パラダイスとか成仏しろよ
「なぁ、次はどこへ行く?」
一人の軽薄そうな、金髪の男が隣を歩くもう一人の男に問うた。その男は対照的に根暗そうで、地味な灰色の服と黒髪の、日本であればごく一般的な見た目である。
二人は旅をしていた。ただあちらこちらと有名どころを見て回り、国内国外問わず様々な場所へ行った。それを行う為に必要な情報はあった。各国の交通機関についての本や資料、指差し会話帳も持ち歩き、また簡単な現地の言葉なら喋れるように予め学んでいる。
問われた男は、少し考える素振りを見せたが、また何時ものように投げやりな態度に戻って、「お前に任せる」とだけ言うと、先程同様黙りこくった。
やれやれと金髪の男が肩を竦めるが、最早これは恒例の事だ。飽くまで彼は付き添いであり、基本的に旅は自分の意思で行っているものである。だから彼の意見も聞かず、何処へとでも行けば良いのだが、自分一人に常に選択を迫られるというのはやや気分が悪くなるのだ。何より、折角長い期間付き合ってもらっているのだ、そちらの意見も尊重しよう……とは思っているものの、どうにも彼は自分の意見というものを言わない。
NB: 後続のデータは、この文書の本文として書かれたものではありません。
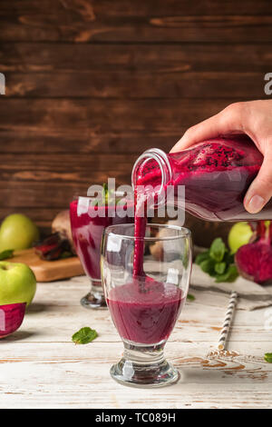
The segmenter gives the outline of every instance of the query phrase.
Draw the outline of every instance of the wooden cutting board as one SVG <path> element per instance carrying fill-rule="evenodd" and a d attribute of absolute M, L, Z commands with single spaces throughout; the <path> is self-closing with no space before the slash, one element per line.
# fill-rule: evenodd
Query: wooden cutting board
<path fill-rule="evenodd" d="M 84 274 L 81 262 L 77 256 L 64 260 L 44 261 L 34 253 L 34 249 L 15 251 L 12 263 L 24 263 L 34 273 L 37 282 L 53 282 Z"/>

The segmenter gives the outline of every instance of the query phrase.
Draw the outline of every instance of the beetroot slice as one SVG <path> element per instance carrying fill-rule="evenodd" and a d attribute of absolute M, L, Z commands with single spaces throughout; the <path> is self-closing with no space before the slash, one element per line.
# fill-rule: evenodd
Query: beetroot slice
<path fill-rule="evenodd" d="M 235 255 L 239 273 L 259 284 L 272 280 L 271 231 L 271 223 L 267 226 L 265 221 L 260 221 L 257 240 L 241 246 Z"/>
<path fill-rule="evenodd" d="M 26 303 L 0 305 L 0 338 L 10 335 L 22 324 Z"/>

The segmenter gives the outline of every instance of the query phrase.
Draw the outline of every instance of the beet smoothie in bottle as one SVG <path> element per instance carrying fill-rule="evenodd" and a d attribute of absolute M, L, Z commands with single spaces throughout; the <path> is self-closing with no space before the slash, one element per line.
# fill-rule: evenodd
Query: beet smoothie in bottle
<path fill-rule="evenodd" d="M 178 188 L 184 185 L 185 210 L 203 220 L 268 220 L 272 219 L 271 202 L 255 214 L 243 204 L 262 162 L 263 155 L 246 135 L 214 138 L 180 153 L 147 150 L 134 164 L 132 183 L 134 188 L 157 186 L 157 195 L 172 185 L 176 205 Z"/>

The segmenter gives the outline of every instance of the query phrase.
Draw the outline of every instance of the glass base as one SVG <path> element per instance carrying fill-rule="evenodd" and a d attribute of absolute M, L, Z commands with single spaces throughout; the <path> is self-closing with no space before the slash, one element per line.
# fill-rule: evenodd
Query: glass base
<path fill-rule="evenodd" d="M 165 341 L 151 345 L 125 340 L 123 343 L 123 357 L 110 370 L 112 378 L 117 382 L 129 387 L 154 388 L 179 381 L 179 371 L 164 359 Z"/>
<path fill-rule="evenodd" d="M 96 310 L 107 308 L 101 280 L 91 280 L 91 291 L 81 299 L 81 304 Z"/>

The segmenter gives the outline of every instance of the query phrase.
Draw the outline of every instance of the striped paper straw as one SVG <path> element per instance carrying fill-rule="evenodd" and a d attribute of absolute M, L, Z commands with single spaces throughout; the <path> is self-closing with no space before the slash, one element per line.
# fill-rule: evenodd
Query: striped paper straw
<path fill-rule="evenodd" d="M 237 298 L 238 298 L 238 293 L 235 291 L 232 291 L 232 293 L 230 293 L 229 303 L 228 303 L 228 310 L 226 313 L 222 331 L 219 336 L 219 345 L 218 345 L 219 350 L 225 350 L 227 337 L 228 334 L 231 320 L 233 317 L 233 313 L 234 313 L 235 305 L 237 303 Z"/>

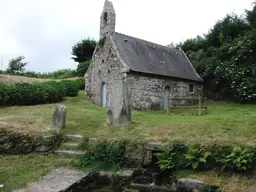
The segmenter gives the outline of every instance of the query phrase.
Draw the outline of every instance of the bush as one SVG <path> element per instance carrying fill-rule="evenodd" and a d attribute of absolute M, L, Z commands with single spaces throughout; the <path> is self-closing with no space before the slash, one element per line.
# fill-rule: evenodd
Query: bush
<path fill-rule="evenodd" d="M 84 87 L 85 87 L 85 79 L 83 77 L 79 77 L 75 80 L 77 86 L 78 86 L 78 89 L 79 90 L 84 90 Z"/>
<path fill-rule="evenodd" d="M 7 105 L 36 105 L 62 101 L 65 87 L 57 82 L 9 85 Z"/>
<path fill-rule="evenodd" d="M 0 106 L 8 100 L 8 88 L 7 85 L 0 83 Z"/>
<path fill-rule="evenodd" d="M 60 84 L 65 88 L 65 96 L 75 97 L 78 94 L 79 87 L 76 81 L 72 80 L 62 80 Z"/>
<path fill-rule="evenodd" d="M 83 77 L 84 74 L 86 73 L 87 69 L 90 66 L 90 61 L 86 61 L 86 62 L 81 62 L 77 65 L 77 69 L 76 69 L 76 73 L 79 77 Z"/>
<path fill-rule="evenodd" d="M 80 82 L 81 83 L 81 82 Z M 0 105 L 37 105 L 62 101 L 78 93 L 76 81 L 0 84 Z"/>
<path fill-rule="evenodd" d="M 93 166 L 100 169 L 127 167 L 131 165 L 132 160 L 126 157 L 125 145 L 125 141 L 103 141 L 97 143 L 94 148 L 80 159 L 79 167 Z"/>
<path fill-rule="evenodd" d="M 199 146 L 189 148 L 185 154 L 188 160 L 187 166 L 191 166 L 193 169 L 203 168 L 210 156 L 211 152 L 204 152 Z"/>

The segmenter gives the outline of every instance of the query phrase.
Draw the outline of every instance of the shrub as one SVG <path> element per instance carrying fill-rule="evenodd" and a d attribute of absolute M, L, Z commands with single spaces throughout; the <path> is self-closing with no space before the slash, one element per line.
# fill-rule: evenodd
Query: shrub
<path fill-rule="evenodd" d="M 85 87 L 85 79 L 83 77 L 79 77 L 75 80 L 79 90 L 84 90 Z"/>
<path fill-rule="evenodd" d="M 7 85 L 0 83 L 0 106 L 8 100 L 8 88 Z"/>
<path fill-rule="evenodd" d="M 63 100 L 66 91 L 57 82 L 17 83 L 9 86 L 8 105 L 36 105 Z"/>
<path fill-rule="evenodd" d="M 75 97 L 78 94 L 78 84 L 76 81 L 72 80 L 62 80 L 60 84 L 65 88 L 66 94 L 65 96 Z"/>
<path fill-rule="evenodd" d="M 185 154 L 185 157 L 188 160 L 187 166 L 191 166 L 193 169 L 202 168 L 209 156 L 211 156 L 211 152 L 203 152 L 199 146 L 191 147 Z"/>
<path fill-rule="evenodd" d="M 80 82 L 81 83 L 81 82 Z M 62 101 L 65 96 L 76 96 L 78 82 L 43 82 L 0 84 L 0 105 L 37 105 Z"/>
<path fill-rule="evenodd" d="M 86 62 L 81 62 L 77 65 L 77 69 L 76 69 L 76 73 L 79 77 L 83 77 L 84 74 L 86 73 L 87 69 L 90 66 L 90 61 L 86 61 Z"/>
<path fill-rule="evenodd" d="M 249 148 L 235 146 L 225 158 L 218 160 L 223 167 L 234 171 L 246 171 L 254 168 L 255 153 Z"/>
<path fill-rule="evenodd" d="M 128 159 L 125 155 L 125 145 L 125 141 L 103 141 L 97 143 L 80 159 L 79 167 L 85 168 L 92 165 L 97 167 L 96 164 L 100 165 L 101 169 L 129 166 L 132 160 Z"/>

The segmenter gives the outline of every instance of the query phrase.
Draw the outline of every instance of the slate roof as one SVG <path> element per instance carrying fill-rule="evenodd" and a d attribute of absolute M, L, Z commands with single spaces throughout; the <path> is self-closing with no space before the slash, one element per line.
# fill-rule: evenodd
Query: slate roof
<path fill-rule="evenodd" d="M 180 49 L 171 49 L 117 32 L 112 37 L 122 60 L 132 71 L 203 81 Z"/>

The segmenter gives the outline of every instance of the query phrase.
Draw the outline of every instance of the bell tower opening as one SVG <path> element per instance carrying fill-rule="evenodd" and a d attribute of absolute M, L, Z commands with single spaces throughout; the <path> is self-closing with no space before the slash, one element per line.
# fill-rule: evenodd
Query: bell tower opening
<path fill-rule="evenodd" d="M 113 3 L 105 0 L 104 8 L 100 18 L 100 39 L 115 32 L 116 13 Z"/>

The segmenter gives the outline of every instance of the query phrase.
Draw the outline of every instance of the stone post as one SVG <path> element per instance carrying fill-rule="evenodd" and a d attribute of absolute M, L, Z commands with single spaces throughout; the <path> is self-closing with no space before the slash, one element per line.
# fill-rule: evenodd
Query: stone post
<path fill-rule="evenodd" d="M 64 128 L 66 125 L 67 108 L 65 105 L 56 105 L 55 112 L 52 119 L 52 128 Z"/>
<path fill-rule="evenodd" d="M 107 112 L 107 123 L 111 127 L 124 127 L 131 124 L 131 105 L 128 96 L 126 78 L 116 80 L 112 86 L 113 98 Z"/>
だからこそここまで一緒に居る訳だが、時にはその寡黙な性格に嫌気が刺す。
「そうは言わずにさ、何でも言いから言ってみろヨ。別に具体的な国名とか地名じゃなくっても、"あれが見たい"とか"こういうとこ行きたい"だけでもいいからさ」
金髪の男はそうは言ったものの、それに対する返事を期待していなかった。だからこそ、彼が返事をしたことに驚愕した。
「どっか、天国みてえなとこ行ってみたいかな」
「は?」
普段のイメージと余りにもかけ離れた発言に、素っ頓狂な声が出てしまう。途端に彼はバツが悪くなったような顔をするが、男は慌てて軽く「スマン、スマン」と謝った。
天国みたいな所か、それは悩ましい話だ。
最も簡単な方法であれば、
「成仏してみるってのはどうだ」
「嫌だから、"天国みたいな所"なんだよ」
「なるほどな」
陽光に照らされた二人の足元に、影は映っていなかった。